Dabur India Ltd is considered a defensive FMCG stock known for stability, consistent returns, and lower downside risk. While it may not deliver sharp rallies like high-growth stocks, it excels in steady compounding and capital preservation.
Strong promoter backing
Stable cash flows and dividends
Leadership in ayurvedic and health products
Low volatility (beta 0.60)
Raw material price fluctuations
Slower rural demand growth
Intense FMCG competition
Regular review of quarterly performance is recommended.
Dabur India Ltd remains a high-quality FMCG company with strong brands, stable margins, and long-term growth visibility. Backed by health, wellness, and consumption trends, the stock offers reliable compounding potential. Based on current assumptions, Dabur India Ltd share price could range between ₹950 and ₹1,050 by 2030.

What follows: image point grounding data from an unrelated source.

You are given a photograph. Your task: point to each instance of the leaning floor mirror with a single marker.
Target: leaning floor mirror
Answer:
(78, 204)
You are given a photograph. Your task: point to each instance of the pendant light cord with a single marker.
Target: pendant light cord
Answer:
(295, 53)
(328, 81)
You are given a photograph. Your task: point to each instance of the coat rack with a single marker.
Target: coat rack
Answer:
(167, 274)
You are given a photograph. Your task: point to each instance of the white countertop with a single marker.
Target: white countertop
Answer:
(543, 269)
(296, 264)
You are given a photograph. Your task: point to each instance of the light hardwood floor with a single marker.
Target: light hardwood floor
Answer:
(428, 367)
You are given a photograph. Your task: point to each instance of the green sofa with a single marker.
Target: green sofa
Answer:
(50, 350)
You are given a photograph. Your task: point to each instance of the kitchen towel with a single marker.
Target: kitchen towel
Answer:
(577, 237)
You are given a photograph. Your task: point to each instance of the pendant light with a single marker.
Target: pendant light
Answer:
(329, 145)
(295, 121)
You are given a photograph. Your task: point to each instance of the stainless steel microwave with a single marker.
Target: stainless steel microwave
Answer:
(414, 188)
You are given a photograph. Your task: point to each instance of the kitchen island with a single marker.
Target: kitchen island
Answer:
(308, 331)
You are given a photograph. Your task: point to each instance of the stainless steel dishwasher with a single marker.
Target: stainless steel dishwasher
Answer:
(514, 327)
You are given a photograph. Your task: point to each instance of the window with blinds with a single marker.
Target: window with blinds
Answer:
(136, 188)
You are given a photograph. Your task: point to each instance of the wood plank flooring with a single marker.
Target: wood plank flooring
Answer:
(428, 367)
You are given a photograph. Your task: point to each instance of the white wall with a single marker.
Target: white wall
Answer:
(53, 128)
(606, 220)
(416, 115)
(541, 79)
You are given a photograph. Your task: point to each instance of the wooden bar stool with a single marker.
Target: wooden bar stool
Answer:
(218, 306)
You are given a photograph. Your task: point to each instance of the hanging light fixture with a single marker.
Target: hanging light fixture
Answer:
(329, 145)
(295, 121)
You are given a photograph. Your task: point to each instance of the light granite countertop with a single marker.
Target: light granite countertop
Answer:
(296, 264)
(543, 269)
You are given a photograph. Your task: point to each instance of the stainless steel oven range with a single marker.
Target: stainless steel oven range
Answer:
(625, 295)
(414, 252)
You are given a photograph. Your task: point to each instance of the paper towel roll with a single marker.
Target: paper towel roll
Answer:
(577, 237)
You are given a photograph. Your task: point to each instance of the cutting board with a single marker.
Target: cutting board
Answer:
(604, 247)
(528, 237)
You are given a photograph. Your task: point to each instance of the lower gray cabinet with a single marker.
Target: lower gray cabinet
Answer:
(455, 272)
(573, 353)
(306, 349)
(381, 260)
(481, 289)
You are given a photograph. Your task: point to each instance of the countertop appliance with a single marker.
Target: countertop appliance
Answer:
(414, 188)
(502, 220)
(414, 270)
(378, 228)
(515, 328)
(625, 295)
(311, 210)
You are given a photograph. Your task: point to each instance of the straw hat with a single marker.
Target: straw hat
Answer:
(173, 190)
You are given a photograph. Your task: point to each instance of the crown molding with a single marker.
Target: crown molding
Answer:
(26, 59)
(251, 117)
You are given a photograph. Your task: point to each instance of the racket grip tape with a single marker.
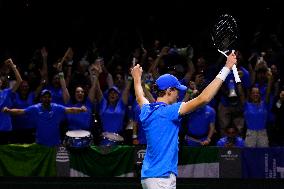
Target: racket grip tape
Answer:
(223, 73)
(236, 74)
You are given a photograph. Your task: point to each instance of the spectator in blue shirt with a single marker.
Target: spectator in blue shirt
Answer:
(47, 117)
(6, 101)
(232, 138)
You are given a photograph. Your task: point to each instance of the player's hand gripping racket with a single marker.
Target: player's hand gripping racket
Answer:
(224, 35)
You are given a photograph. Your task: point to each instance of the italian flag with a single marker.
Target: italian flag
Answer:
(198, 162)
(117, 161)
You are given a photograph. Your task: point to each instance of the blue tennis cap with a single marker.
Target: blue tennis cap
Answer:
(169, 81)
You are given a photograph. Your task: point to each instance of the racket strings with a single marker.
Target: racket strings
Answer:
(225, 32)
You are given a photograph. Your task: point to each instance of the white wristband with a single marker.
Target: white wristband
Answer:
(223, 73)
(236, 74)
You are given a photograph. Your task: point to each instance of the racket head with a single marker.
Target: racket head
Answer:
(225, 32)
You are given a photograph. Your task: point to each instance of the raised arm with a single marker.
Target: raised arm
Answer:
(210, 91)
(10, 63)
(136, 73)
(126, 90)
(65, 92)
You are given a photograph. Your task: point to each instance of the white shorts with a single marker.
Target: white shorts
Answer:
(160, 183)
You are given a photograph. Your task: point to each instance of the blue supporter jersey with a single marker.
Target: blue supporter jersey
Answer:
(5, 101)
(161, 123)
(255, 115)
(47, 123)
(56, 94)
(82, 120)
(22, 121)
(112, 117)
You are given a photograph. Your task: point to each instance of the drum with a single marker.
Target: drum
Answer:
(78, 139)
(110, 139)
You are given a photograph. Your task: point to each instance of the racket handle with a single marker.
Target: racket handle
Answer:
(234, 68)
(236, 74)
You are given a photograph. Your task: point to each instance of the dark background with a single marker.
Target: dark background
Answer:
(30, 24)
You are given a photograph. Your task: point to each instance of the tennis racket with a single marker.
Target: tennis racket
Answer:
(224, 35)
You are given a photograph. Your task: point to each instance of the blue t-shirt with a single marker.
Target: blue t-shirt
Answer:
(82, 120)
(255, 115)
(5, 101)
(199, 121)
(161, 123)
(112, 117)
(223, 141)
(47, 123)
(22, 121)
(56, 94)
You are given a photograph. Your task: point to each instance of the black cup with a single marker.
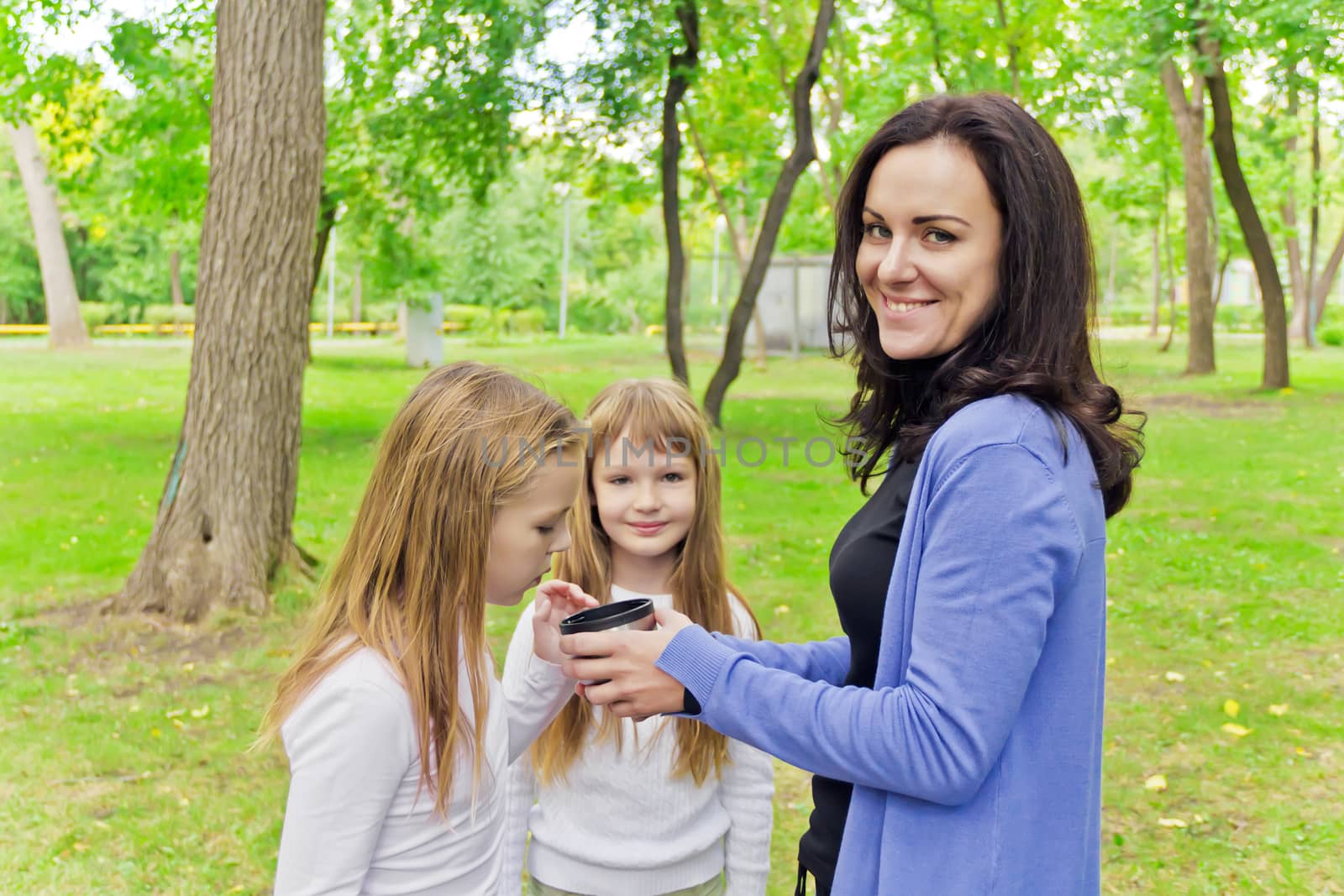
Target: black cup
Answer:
(620, 616)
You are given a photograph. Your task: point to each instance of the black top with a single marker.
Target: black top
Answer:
(860, 570)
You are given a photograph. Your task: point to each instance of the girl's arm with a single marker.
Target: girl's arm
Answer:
(748, 794)
(349, 746)
(521, 792)
(1000, 543)
(535, 689)
(815, 660)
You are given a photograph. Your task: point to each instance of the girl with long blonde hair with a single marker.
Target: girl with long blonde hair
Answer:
(662, 805)
(396, 731)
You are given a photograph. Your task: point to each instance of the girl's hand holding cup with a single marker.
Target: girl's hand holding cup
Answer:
(554, 600)
(622, 668)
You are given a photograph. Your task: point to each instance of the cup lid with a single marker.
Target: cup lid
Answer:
(609, 616)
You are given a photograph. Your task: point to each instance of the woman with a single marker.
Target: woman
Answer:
(956, 730)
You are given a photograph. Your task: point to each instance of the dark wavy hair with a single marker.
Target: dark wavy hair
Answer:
(1035, 340)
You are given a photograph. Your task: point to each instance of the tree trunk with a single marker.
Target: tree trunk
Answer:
(1109, 297)
(1304, 318)
(1189, 114)
(737, 231)
(1257, 241)
(1326, 281)
(225, 520)
(679, 66)
(58, 278)
(1296, 277)
(1158, 281)
(1169, 261)
(356, 295)
(804, 152)
(1012, 51)
(175, 275)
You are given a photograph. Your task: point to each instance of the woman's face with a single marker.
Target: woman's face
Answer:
(929, 254)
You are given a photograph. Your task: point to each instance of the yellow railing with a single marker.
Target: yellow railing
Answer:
(187, 329)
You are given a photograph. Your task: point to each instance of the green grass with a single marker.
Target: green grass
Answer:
(124, 766)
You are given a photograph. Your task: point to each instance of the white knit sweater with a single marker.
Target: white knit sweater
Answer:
(356, 820)
(622, 825)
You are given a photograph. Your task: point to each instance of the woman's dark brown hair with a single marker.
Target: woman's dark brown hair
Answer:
(1035, 338)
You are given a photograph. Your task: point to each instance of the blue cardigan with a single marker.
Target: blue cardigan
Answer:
(976, 757)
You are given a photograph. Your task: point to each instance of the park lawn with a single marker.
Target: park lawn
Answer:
(125, 765)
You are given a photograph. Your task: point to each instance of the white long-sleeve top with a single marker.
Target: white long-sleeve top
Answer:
(356, 820)
(620, 824)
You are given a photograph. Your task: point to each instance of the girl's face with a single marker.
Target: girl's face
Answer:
(533, 527)
(931, 244)
(645, 500)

This stock is best suited for long-term, conservative investors seeking stability and consistent returns.
1. What is the current share price of Dabur India Ltd?
It is around ₹500–₹505 as per the latest provided data.
2. What is the share price target for 2026?
The expected range is ₹560 to ₹610.
3. Is Dabur India Ltd a good long-term investment?
Yes, it is considered a stable FMCG stock suitable for long-term investors.
4. What is the share price target for 2030?
The projected range is ₹950 to ₹1,050.
5. What factors influence Dabur’s share price the most?
Consumer demand, raw material costs, brand strength, margins, and overall FMCG sector growth.
Disclaimer: This article is for educational purposes only and not investment advice. Please consult a certified financial advisor before making any investment decisions.